- Theatrical release poster
- Directed by: Uzair Zaheer Khan
- Written by: Uzair Zaheer Khan
- Produced by: Usman Iqbal
- Starring: Anum Zaidi; Natasha Humera Ejaz; Ali Noor; Azfar Jafri; Abdul Nabi Jamali; Arieb Azhar; Hareem Farooq; Ali Rehman Khan; Arshad Mehmood; Amjad Chaudary; Ahmed Ali;
- Cinematography: Arooj Azam
- Edited by: Muhammad Azeem;
- Music by: Ahmed Ali
- Production company: 3rd World Studios
- Distributed by: ARY Films
- Release date: 2 February 2018 (Pakistan);
- Running time: 90 minutes
- Country: Pakistan
- Language: Urdu

= Allahyar and the Legend of Markhor =

Allahyar and the Legend of Markhor is a Pakistani animated fantasy adventure film directed by Uzair Zaheer Khan.

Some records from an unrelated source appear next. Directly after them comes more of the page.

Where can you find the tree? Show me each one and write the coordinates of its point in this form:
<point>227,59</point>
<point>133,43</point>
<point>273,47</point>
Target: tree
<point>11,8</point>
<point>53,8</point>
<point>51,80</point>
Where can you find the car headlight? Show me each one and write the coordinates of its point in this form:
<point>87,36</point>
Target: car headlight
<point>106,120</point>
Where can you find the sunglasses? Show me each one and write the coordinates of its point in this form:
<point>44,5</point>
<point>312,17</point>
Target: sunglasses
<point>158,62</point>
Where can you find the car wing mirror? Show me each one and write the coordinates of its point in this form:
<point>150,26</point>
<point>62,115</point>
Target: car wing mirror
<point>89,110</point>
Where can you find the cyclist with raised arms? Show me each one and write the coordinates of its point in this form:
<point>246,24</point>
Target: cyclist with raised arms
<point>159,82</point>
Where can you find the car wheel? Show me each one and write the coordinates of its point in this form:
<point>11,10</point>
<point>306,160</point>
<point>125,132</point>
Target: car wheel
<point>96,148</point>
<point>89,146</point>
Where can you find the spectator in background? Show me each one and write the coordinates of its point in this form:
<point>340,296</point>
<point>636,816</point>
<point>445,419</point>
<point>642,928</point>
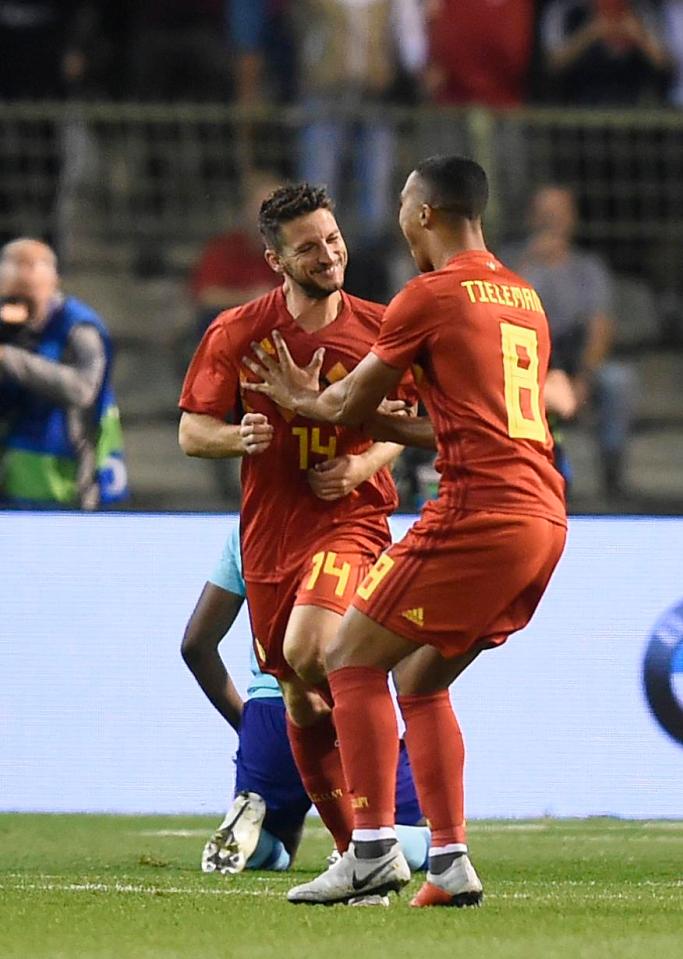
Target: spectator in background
<point>353,55</point>
<point>179,50</point>
<point>604,52</point>
<point>480,54</point>
<point>672,11</point>
<point>231,268</point>
<point>43,47</point>
<point>60,435</point>
<point>264,61</point>
<point>479,51</point>
<point>576,290</point>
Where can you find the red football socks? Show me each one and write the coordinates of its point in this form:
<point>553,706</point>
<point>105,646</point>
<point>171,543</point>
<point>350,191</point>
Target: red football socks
<point>368,740</point>
<point>316,754</point>
<point>437,758</point>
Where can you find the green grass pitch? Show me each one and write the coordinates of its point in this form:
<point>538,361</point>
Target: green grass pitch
<point>111,887</point>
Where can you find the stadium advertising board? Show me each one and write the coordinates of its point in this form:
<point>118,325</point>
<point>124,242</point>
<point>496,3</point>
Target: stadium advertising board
<point>580,714</point>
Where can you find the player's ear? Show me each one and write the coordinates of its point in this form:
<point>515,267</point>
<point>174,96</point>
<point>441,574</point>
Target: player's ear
<point>272,258</point>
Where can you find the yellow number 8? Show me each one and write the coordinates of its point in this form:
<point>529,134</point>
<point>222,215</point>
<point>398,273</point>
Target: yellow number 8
<point>520,370</point>
<point>375,576</point>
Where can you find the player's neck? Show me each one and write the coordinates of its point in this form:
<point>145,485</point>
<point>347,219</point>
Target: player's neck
<point>309,313</point>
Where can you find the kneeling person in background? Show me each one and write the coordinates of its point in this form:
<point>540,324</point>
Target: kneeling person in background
<point>263,827</point>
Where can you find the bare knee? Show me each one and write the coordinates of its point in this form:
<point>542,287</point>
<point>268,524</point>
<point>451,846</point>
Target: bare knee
<point>304,706</point>
<point>193,645</point>
<point>305,658</point>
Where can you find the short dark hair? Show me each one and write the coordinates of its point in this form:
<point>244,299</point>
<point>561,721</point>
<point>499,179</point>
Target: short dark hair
<point>288,203</point>
<point>455,184</point>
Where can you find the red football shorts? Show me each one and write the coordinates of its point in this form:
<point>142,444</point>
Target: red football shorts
<point>458,580</point>
<point>328,579</point>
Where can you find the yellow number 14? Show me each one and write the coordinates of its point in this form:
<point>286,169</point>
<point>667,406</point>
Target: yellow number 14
<point>310,442</point>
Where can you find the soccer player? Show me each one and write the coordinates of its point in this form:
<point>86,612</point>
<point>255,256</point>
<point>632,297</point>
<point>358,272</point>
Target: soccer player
<point>304,554</point>
<point>473,568</point>
<point>262,829</point>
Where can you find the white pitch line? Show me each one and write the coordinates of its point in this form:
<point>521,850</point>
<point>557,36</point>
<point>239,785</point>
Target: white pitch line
<point>119,887</point>
<point>172,833</point>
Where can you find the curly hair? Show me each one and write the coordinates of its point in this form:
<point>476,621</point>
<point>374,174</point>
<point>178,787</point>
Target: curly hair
<point>286,204</point>
<point>455,184</point>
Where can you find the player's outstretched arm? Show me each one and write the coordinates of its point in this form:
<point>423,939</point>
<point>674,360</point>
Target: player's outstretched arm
<point>332,479</point>
<point>406,430</point>
<point>346,403</point>
<point>210,438</point>
<point>214,614</point>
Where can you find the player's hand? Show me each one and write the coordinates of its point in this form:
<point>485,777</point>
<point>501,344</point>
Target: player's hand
<point>395,408</point>
<point>281,378</point>
<point>337,477</point>
<point>256,433</point>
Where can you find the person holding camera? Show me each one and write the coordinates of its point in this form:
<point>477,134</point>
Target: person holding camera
<point>60,434</point>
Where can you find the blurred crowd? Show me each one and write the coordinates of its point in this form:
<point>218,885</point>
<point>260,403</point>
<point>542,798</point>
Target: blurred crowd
<point>340,63</point>
<point>499,53</point>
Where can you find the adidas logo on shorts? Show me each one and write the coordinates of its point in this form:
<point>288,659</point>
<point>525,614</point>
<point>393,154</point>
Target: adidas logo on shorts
<point>415,616</point>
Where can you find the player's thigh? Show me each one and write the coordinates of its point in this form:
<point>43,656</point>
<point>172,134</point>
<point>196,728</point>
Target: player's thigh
<point>329,581</point>
<point>269,607</point>
<point>309,632</point>
<point>448,583</point>
<point>426,671</point>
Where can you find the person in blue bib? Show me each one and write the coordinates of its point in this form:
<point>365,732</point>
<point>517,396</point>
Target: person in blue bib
<point>60,435</point>
<point>262,828</point>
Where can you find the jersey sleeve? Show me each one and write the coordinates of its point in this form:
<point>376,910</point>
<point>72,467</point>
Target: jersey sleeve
<point>228,573</point>
<point>211,383</point>
<point>406,326</point>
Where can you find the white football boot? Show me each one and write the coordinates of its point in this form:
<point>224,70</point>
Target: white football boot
<point>237,836</point>
<point>352,878</point>
<point>458,886</point>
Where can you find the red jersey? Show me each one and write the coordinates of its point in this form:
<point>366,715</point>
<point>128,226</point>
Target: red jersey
<point>282,520</point>
<point>478,340</point>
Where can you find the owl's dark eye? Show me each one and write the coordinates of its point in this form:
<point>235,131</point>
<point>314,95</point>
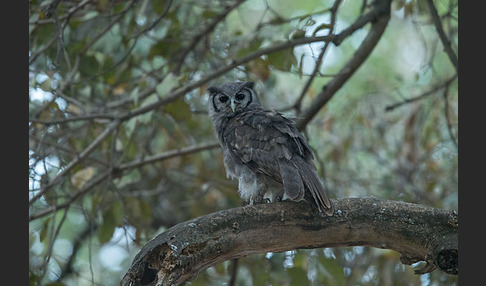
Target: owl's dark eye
<point>240,96</point>
<point>223,98</point>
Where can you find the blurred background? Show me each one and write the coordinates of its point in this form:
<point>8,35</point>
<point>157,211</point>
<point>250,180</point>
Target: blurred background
<point>121,147</point>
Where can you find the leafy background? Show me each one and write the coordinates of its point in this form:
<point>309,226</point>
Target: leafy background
<point>121,147</point>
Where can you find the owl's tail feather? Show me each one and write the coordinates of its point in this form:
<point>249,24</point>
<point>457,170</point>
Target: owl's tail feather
<point>316,188</point>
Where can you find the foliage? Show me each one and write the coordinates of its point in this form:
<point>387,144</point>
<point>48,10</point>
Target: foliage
<point>121,147</point>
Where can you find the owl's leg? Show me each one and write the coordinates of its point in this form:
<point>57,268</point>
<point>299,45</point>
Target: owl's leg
<point>248,187</point>
<point>272,189</point>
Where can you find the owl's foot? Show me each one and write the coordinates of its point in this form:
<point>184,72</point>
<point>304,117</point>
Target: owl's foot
<point>258,200</point>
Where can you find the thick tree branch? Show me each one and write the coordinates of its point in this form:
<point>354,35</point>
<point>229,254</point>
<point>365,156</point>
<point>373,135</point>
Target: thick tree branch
<point>418,232</point>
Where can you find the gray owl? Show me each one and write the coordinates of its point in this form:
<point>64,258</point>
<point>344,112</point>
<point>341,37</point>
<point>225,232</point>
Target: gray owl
<point>263,149</point>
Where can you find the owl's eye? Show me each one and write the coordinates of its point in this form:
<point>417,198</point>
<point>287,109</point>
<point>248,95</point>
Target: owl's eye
<point>223,98</point>
<point>240,96</point>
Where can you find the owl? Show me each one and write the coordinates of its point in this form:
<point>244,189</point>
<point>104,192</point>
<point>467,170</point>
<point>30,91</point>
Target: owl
<point>262,149</point>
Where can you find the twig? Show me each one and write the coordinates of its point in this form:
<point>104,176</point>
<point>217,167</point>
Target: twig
<point>380,10</point>
<point>215,21</point>
<point>423,95</point>
<point>298,103</point>
<point>167,155</point>
<point>448,121</point>
<point>112,126</point>
<point>113,171</point>
<point>443,37</point>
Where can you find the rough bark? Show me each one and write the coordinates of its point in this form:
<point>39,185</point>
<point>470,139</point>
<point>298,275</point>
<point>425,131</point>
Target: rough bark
<point>418,232</point>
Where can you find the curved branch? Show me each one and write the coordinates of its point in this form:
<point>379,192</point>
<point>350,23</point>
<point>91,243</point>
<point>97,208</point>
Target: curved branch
<point>417,232</point>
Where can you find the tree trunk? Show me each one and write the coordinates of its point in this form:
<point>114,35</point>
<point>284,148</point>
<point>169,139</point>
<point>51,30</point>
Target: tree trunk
<point>418,232</point>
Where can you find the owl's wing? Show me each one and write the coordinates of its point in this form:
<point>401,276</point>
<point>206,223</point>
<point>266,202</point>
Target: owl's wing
<point>270,144</point>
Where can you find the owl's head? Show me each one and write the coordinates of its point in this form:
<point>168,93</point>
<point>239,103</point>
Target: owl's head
<point>233,97</point>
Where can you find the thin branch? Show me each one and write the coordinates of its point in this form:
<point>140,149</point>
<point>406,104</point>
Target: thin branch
<point>112,126</point>
<point>418,232</point>
<point>215,21</point>
<point>423,95</point>
<point>442,35</point>
<point>167,155</point>
<point>379,16</point>
<point>307,85</point>
<point>114,171</point>
<point>448,121</point>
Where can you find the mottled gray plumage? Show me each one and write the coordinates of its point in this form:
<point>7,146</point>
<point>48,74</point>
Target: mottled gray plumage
<point>263,149</point>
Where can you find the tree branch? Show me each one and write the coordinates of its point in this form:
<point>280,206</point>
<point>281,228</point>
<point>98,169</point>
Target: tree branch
<point>418,232</point>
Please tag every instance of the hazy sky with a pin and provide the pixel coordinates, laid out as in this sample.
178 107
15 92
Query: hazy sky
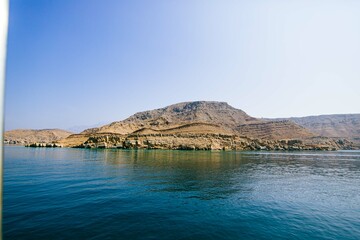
80 62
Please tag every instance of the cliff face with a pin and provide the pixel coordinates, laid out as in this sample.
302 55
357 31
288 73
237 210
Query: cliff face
201 125
26 136
217 113
198 125
203 117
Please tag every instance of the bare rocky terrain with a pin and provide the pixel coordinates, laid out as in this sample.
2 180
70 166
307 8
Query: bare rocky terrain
27 136
202 125
207 125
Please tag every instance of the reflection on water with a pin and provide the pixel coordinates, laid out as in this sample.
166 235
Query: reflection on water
159 194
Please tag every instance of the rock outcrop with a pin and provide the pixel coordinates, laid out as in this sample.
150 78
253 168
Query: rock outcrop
28 136
201 126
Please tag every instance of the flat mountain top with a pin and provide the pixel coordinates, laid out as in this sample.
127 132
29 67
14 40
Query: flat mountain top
24 136
202 117
176 115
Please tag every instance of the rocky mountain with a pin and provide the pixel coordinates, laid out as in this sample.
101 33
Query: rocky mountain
203 117
336 125
201 125
26 136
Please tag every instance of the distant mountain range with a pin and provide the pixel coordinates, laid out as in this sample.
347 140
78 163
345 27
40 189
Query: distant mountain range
335 125
216 125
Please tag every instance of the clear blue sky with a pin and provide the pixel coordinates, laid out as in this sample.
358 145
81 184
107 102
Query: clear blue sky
80 62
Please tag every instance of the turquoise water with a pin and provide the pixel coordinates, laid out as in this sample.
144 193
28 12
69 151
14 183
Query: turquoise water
150 194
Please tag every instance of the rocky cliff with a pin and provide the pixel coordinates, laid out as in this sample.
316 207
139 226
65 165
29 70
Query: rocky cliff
202 125
26 136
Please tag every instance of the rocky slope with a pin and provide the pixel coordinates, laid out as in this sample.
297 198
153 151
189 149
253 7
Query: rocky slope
26 136
201 125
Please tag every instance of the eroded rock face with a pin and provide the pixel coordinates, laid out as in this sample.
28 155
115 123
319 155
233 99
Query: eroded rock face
207 142
202 125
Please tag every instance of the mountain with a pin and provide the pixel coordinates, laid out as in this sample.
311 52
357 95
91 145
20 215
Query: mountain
336 125
26 136
200 125
203 117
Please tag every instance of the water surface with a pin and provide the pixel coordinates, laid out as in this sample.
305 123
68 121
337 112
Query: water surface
151 194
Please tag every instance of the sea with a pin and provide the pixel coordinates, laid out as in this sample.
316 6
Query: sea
63 193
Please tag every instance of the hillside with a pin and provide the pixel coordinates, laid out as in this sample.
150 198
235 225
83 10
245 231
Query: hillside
25 136
218 113
203 117
192 120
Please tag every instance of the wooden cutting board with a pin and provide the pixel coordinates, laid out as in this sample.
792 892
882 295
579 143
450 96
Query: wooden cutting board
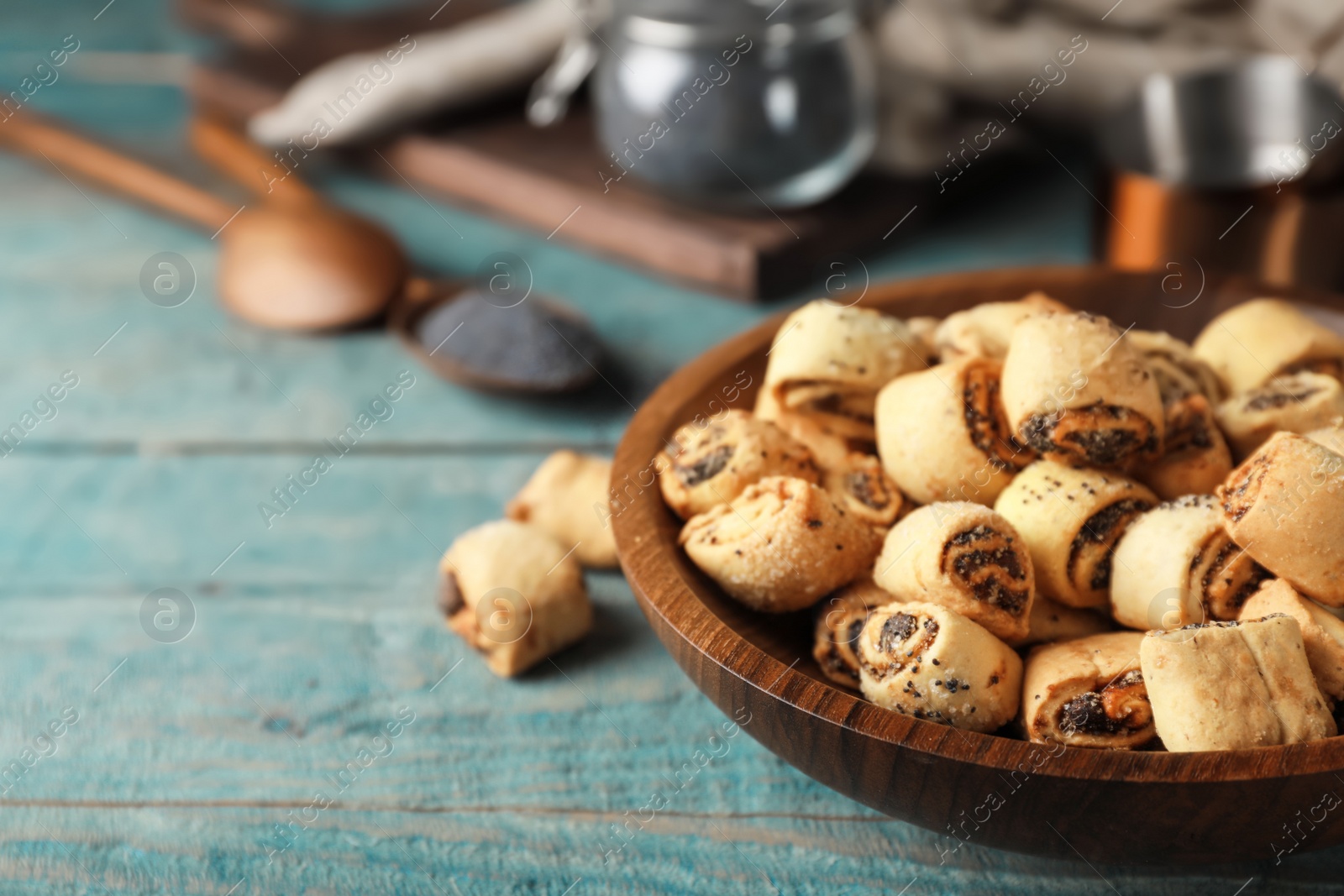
492 160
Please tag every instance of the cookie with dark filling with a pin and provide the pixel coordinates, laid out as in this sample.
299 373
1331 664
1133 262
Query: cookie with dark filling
931 663
1294 402
963 557
1072 519
1176 564
944 437
1088 692
1077 391
1256 342
514 594
840 620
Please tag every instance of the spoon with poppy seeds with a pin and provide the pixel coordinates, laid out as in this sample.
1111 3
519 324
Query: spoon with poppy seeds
492 336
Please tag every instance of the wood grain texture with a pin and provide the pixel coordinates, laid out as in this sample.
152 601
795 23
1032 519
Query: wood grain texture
1215 806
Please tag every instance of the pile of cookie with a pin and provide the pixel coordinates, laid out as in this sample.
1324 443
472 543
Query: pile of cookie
1026 520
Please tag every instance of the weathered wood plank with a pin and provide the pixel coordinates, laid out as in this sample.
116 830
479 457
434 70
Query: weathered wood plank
213 849
499 775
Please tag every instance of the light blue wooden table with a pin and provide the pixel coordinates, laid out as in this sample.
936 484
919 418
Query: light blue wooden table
313 634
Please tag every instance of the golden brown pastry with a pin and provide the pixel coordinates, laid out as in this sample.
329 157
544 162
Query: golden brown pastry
1072 519
1195 457
1053 621
1176 564
942 434
1077 391
864 490
850 469
564 497
839 622
711 465
830 362
922 329
1331 436
1285 506
781 544
1088 692
1267 338
984 331
512 594
963 557
927 661
1233 685
1323 631
1294 402
1173 363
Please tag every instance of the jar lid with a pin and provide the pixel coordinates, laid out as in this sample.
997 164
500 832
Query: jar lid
691 23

It depicts the story of a young boy and his relationship with animals. The film is produced by 3rd World Studios and distributed by ARY Films. The movie aims to shed light on the preservation and illegal hunting of wildlife, with main characters Mehru (a markhor), Hero (a Chukar partridge, known as chakor in Pakistan), and a snow leopard named Chak'ku being endangered species.

The film received a largely positive reaction by the general audience but received mixed to positive reviews by critics.

==Premise==
Set in the northern regions of Pakistan, the story follows Allahyar, a young and mischievous boy who ends up dealing with circumstances he never thought possible.

==Cast==
- Anum Zaidi as Allahyar
- Natasha Humera Ejaz as Mehru
- Ali Noor as Mani
- Azfar Jafri as Hero
- Abdul Nabi Jamali as Chak'ku
- Arieb Azhar as Bablu
- Hareem Farooq
- Ali Rehman Khan
- Nadia Jamil
- Arshad Mehmood as Master Jee
- Amjad Chaudary
- Ahmed Ali

==Production==
The movie was produced by 3rd World Studios, for which the studio was awarded a dev grant by Epic Games. It is the first movie produced entirely in Unreal Engine. The first song of the movie, a rendition of Zohaib Hassan's 1982 song "Muskuraye Ja", song by Natasha Humera Ejaz and produced by Ahmed Ali, was officially released on 13 January 2018.

The film was directed by Uzair Zaheer Khan, a Pakistani film director, screenwriter, and computer graphics artist. He was the director and writer of the 2018 film Allahyar and the Legend of Markhor, and its 2023 sequel Allahyar and the 100 Flowers of God.

==Reception==
The film received attention by the media even soon after the initial teasers and trailers. It was admired for its theme on the awareness about wildlife conservation as well as being a movie featuring a child protagonist, which is not common in Pakistan.

Maleeha Mengal from Dunya News noted that the movie would "remain one of the most memorable stories for children for many years". It was also well received because producing animated movies is harder and costly.

==Accolades==
The film won the prestigious Monolith Award for Content at the Infinity Film Festival at Hollywood. It was also screened at South Asian International Film Festival (SAIFF) at New York, where it received Best Feature Film in the Audience Choice category.
== Sequel ==

A sequel titled, Allahyar and the 100 Flowers of God was released in 2023 with returning director, Uzair Zaheer Khan.

3rd Worlds Studios returned to produce and provide animation for the film.

The film featured Anum Zaidi, and Azfar Jafri reprising their roles from the previous film with Ali Zafar, Iqra Aziz, Humayun Saeed, Bushra Ansari, and Meera Ji joining the cast as new characters.